La remarque que fait Roschdy est très judicieuse. Nous sommes conditionnés par des codes de vie, des codes de conduite mais nous rendent-ils réellement service ? Au sein de la société et pour que tout le monde puisse s’entendre, il faut effectivement avoir un dialogue, des mœurs, des traits de politesse communs. Mais on sait bien qu’il est salvateur aussi parfois de pouvoir se libérer, transgresser et dire haut et fort ce qu’on pense. C’est ce qui arrive au personnage et au frère de Roschdy. Au départ, Moustafa était quelqu’un de plutôt inhibé et le trauma l’a rendu exubérant et sans filtre. Je pense que ce qu’il a traversé lui a permis de passer un cap. 

Votre vie privée semble assez distincte de votre vie professionnelle.
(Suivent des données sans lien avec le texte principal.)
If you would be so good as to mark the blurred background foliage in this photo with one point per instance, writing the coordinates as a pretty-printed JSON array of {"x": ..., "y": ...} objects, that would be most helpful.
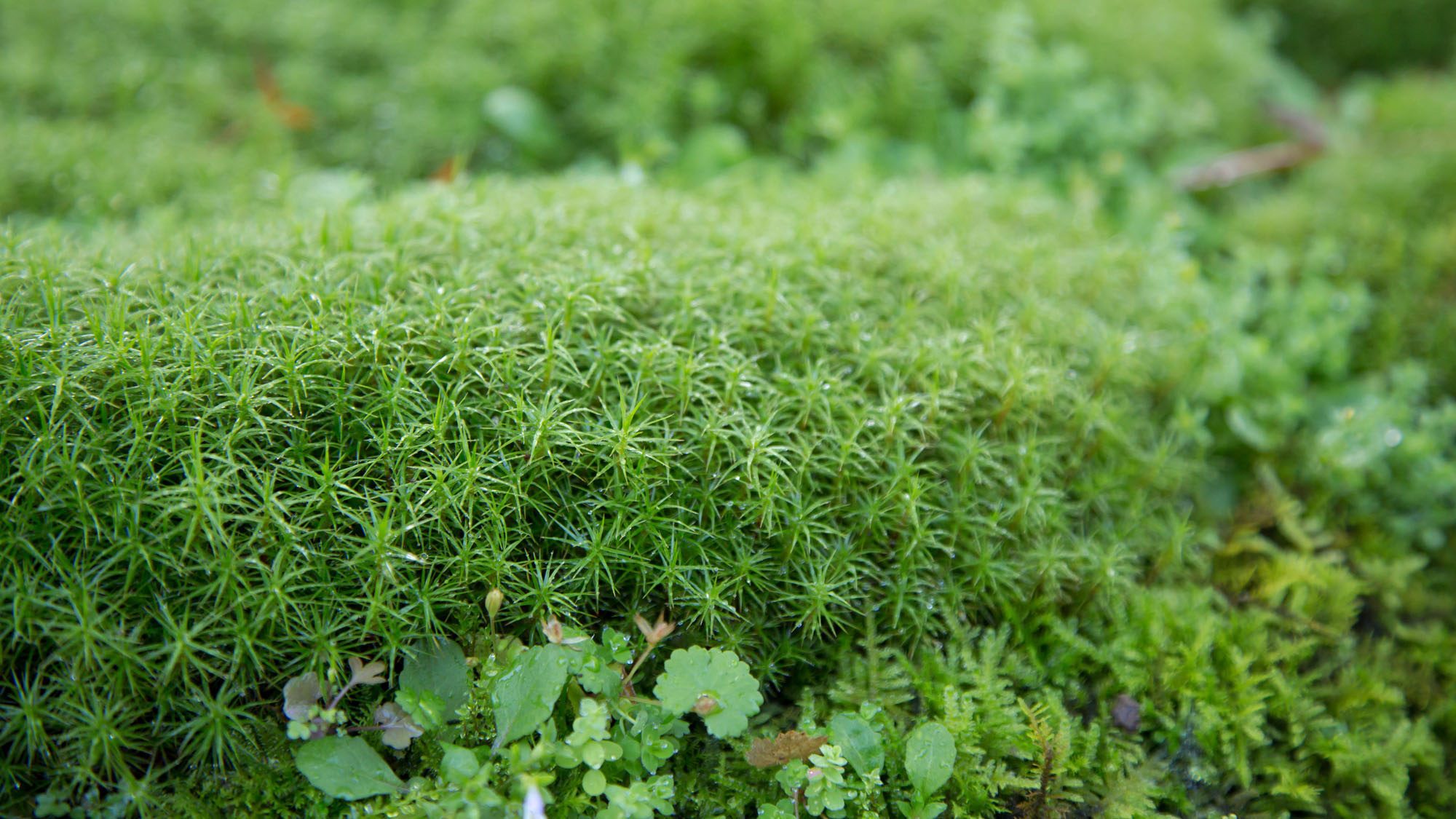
[{"x": 1202, "y": 448}]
C’est important pour vous de préserver votre famille, vos enfants du « star system » ? 

Évidemment. C’est un leurre le star system. Être acteur, pour moi, c’est un métier. Même si j’ai une certaine reconnaissance, je reste qui je suis, je garde les pieds sur terre et je ne change pas. C’est l’éducation que j’ai reçue et je me fais un devoir et un plaisir de la transmettre à mes enfants. Je veux qu’ils vivent leurs rêves sans oublier qui ils sont et d’où ils viennent.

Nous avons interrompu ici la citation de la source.